A conferência de um quarto de século atrás, realizada no Cairo, “enfatizou corretamente” que promover os direitos de mulheres e meninas é “essencial para garantir o bem-estar de indivíduos, famílias e nações”, disse Guterres.

O evento também “reconheceu a igualdade de gênero como um pré-requisito para o desenvolvimento sustentável e inclusivo, e afirmou a saúde sexual e reprodutiva como um direito humano fundamental”.

O Programa de Ação do Cairo, histórico documento final da conferência, reconhece que os direitos das mulheres e o acesso à saúde sexual e reprodutiva são uma resposta essencial às tendências demográficas que podem enfraquecer o desenvolvimento sustentável, inclusivo e equitativo para todos.

Os jovens são centrais para implementar o Programa do Cairo, não apenas como beneficiários, mas como “poderosos agentes de mudança, capazes de fazer suas próprias escolhas e exigir a ação necessária para responder aos desafios de hoje”, afirmou Guterres.

“Este ano marca o aniversário de 50 anos da fundação do Fundo de População das Nações Unidas, o UNFPA, que teve um importante papel na implementação do Programa de Ação do Cairo”, destacou Guterres.

“Através de sua liderança e funções operacionais, o UNFPA foi essencial para empoderar jovens e para permitir que mulheres e casais tivessem acesso a serviços de saúde sexual e reprodutiva; para prevenir violência com base em gênero; para combater mutilação genital feminina e casamentos infantis”.

Ele disse aos participantes que, em novembro, o Quênia e a Dinamarca, junto com o UNFPA, irão realizar uma cúpula em Nairóbi para marcar os 25 anos da Conferência de Cairo. Guterres encorajou a participação de Estados-membros, a fim de tornarem “firmes seus compromissos políticos e financeiros para concretizar o Programa de Ação”.

Programa holístico e coerente

Guterres relembrou que a Conferência mudou o pensamento a respeito do tema da população, que passou de metas demográficas específicas para uma maior ênfase em direitos, igualdade, dignidade e bem-estar de indivíduos.

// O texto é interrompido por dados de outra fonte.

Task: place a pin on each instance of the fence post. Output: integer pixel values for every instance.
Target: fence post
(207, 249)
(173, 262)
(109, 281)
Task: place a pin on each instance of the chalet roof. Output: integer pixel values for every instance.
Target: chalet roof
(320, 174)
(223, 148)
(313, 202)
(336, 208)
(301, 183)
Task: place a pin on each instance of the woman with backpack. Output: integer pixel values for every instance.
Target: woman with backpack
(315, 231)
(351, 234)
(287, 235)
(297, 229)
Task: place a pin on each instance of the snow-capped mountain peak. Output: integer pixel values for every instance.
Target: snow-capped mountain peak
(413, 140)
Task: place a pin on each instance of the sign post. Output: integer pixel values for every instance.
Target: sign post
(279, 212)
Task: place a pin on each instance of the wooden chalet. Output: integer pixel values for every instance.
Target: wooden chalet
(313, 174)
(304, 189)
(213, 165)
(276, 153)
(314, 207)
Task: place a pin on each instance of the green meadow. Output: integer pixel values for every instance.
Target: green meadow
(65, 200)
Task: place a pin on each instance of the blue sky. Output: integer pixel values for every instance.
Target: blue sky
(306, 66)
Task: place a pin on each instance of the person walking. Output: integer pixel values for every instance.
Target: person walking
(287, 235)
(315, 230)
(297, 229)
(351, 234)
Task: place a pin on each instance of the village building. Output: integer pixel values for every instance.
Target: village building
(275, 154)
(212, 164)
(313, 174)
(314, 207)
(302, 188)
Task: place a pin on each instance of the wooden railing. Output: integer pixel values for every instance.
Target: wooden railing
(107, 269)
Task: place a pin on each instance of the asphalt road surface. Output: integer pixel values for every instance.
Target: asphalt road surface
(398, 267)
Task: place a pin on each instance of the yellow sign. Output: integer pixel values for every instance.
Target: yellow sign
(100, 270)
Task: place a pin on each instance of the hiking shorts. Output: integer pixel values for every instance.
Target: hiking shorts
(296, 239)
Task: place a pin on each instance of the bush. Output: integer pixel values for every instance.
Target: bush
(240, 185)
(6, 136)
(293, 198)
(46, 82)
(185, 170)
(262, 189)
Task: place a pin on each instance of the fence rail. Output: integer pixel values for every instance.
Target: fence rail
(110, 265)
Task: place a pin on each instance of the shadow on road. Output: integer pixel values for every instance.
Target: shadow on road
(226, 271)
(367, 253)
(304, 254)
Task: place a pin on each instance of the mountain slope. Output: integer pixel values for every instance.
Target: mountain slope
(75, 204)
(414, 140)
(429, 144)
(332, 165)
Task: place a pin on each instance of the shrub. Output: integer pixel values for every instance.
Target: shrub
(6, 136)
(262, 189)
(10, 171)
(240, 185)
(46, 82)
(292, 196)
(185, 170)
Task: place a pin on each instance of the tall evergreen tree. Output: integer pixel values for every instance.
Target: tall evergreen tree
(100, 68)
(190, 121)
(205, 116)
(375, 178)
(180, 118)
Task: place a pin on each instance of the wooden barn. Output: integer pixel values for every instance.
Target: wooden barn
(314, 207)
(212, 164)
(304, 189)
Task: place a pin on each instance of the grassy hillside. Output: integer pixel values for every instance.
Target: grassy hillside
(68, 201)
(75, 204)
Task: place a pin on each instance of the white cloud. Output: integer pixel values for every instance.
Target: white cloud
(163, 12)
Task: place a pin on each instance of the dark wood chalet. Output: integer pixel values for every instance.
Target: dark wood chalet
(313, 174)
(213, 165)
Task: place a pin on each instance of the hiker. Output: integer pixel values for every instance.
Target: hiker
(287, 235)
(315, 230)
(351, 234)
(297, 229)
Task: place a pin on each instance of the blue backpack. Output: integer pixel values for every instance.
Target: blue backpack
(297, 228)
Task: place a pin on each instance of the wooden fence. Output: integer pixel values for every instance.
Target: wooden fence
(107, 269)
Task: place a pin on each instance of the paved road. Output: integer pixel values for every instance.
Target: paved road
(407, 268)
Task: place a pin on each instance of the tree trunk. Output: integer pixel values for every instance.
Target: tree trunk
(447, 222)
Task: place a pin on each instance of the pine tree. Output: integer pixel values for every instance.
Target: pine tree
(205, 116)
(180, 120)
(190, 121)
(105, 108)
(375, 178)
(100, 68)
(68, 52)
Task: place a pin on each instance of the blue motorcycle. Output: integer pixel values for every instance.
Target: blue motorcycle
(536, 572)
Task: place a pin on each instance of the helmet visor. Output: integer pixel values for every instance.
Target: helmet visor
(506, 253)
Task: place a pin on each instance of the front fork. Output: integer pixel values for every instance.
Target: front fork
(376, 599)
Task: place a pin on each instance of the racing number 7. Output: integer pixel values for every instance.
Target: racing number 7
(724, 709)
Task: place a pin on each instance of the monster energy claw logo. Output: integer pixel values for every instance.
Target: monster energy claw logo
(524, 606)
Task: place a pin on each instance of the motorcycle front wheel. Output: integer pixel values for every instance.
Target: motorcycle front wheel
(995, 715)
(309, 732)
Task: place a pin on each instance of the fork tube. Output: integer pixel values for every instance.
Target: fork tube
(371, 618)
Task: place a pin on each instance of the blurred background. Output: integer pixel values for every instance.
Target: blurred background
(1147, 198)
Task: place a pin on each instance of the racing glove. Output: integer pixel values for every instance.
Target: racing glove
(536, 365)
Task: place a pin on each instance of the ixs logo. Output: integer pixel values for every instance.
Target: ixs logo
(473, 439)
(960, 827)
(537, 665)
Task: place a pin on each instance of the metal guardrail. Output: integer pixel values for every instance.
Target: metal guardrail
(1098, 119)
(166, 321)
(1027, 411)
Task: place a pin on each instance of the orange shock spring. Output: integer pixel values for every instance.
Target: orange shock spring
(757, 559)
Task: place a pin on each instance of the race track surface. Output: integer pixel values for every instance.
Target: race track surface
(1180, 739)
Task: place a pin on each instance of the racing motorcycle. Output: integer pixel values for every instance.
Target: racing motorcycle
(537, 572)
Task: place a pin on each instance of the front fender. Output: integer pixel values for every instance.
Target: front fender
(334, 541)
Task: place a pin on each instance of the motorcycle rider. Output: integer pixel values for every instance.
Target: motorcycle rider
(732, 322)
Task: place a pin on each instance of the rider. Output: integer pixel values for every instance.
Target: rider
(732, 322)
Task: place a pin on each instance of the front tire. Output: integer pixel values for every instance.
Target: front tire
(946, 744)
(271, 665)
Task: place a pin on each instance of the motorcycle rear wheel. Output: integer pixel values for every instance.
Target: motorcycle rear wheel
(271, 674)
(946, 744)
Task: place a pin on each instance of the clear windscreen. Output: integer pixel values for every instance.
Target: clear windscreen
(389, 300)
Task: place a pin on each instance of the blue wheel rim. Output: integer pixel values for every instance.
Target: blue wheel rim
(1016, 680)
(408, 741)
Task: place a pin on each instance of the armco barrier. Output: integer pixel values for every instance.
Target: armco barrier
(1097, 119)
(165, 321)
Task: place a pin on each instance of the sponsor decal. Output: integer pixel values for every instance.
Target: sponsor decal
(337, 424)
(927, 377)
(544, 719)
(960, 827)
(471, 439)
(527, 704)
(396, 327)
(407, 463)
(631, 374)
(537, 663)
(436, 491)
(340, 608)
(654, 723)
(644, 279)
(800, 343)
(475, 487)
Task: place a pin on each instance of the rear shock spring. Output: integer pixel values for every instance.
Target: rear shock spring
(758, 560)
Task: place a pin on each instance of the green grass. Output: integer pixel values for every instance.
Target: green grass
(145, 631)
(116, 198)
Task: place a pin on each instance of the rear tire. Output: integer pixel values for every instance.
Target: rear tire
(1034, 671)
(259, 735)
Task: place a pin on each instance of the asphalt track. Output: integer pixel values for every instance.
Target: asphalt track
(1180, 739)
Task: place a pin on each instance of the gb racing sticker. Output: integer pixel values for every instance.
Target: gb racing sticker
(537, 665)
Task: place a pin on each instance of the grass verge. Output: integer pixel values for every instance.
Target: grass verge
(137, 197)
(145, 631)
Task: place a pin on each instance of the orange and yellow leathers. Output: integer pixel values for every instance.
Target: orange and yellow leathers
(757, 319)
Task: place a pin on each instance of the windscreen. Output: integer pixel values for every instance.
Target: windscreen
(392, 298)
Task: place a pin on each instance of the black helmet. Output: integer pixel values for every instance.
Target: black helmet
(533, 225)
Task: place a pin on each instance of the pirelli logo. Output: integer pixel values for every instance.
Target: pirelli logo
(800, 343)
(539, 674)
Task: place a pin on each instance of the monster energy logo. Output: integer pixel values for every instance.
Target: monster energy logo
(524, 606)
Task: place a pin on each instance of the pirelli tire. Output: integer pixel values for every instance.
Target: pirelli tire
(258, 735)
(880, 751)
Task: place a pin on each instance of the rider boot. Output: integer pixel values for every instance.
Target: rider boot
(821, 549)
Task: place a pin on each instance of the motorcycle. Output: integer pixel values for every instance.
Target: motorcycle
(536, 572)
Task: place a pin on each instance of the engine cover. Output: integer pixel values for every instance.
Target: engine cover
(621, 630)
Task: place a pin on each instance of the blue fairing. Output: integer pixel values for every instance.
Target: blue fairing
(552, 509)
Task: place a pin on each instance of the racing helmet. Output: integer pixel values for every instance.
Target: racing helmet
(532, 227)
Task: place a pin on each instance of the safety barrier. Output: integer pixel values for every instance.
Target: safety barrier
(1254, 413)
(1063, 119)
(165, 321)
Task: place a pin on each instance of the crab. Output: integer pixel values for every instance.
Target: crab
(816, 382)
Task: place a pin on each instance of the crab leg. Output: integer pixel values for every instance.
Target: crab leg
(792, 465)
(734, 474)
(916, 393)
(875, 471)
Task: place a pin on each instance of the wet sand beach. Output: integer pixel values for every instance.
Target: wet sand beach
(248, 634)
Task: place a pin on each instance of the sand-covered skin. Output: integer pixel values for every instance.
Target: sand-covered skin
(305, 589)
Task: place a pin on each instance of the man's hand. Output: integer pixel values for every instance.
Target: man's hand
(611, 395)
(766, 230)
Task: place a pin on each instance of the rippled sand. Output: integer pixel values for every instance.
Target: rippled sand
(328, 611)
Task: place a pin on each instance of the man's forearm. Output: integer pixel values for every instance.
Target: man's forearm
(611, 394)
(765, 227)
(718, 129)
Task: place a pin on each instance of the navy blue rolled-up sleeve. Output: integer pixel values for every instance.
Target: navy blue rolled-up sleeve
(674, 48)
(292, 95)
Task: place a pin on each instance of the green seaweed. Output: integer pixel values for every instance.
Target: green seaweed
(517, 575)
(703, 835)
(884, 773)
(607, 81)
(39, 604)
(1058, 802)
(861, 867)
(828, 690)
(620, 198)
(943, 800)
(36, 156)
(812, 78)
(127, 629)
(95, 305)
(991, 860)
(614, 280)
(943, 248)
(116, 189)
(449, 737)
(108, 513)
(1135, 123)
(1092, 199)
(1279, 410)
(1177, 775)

“Uma das conquistas mais importantes foi a criação da conexão entre população, direitos humanos, crescimento econômico sustentado e desenvolvimento sustentável, e responder a estas questões de uma maneira holística e coerente”, afirmou o chefe da ONU.

Ele destacou que muitas das questões levantadas em Cairo “só se tornaram mais urgentes nos últimos 25 anos”.

Embora o secretário-geral tenha classificado o crescimento da população como um sinal de “conquista humana”, porque significa que pessoas estão vivendo vidas mais longas e mais saudáveis, ele reconheceu que isso também contribui para “um aumento na produção e consumo global”.

Este aumento amplia a necessidade de ajustar os hábitos de produção e de consumo para evitar sérias consequências para vidas e meios de subsistência, especialmente para pessoas mais vulneráveis.

“Concluir o trabalho ainda não encerrado da Conferência do Cairo irá nos colocar no caminho para alcançar a Agenda 2030 para Desenvolvimento Sustentável e garantir vidas de paz, prosperidade e dignidade para todos”, concluiu o chefe da ONU.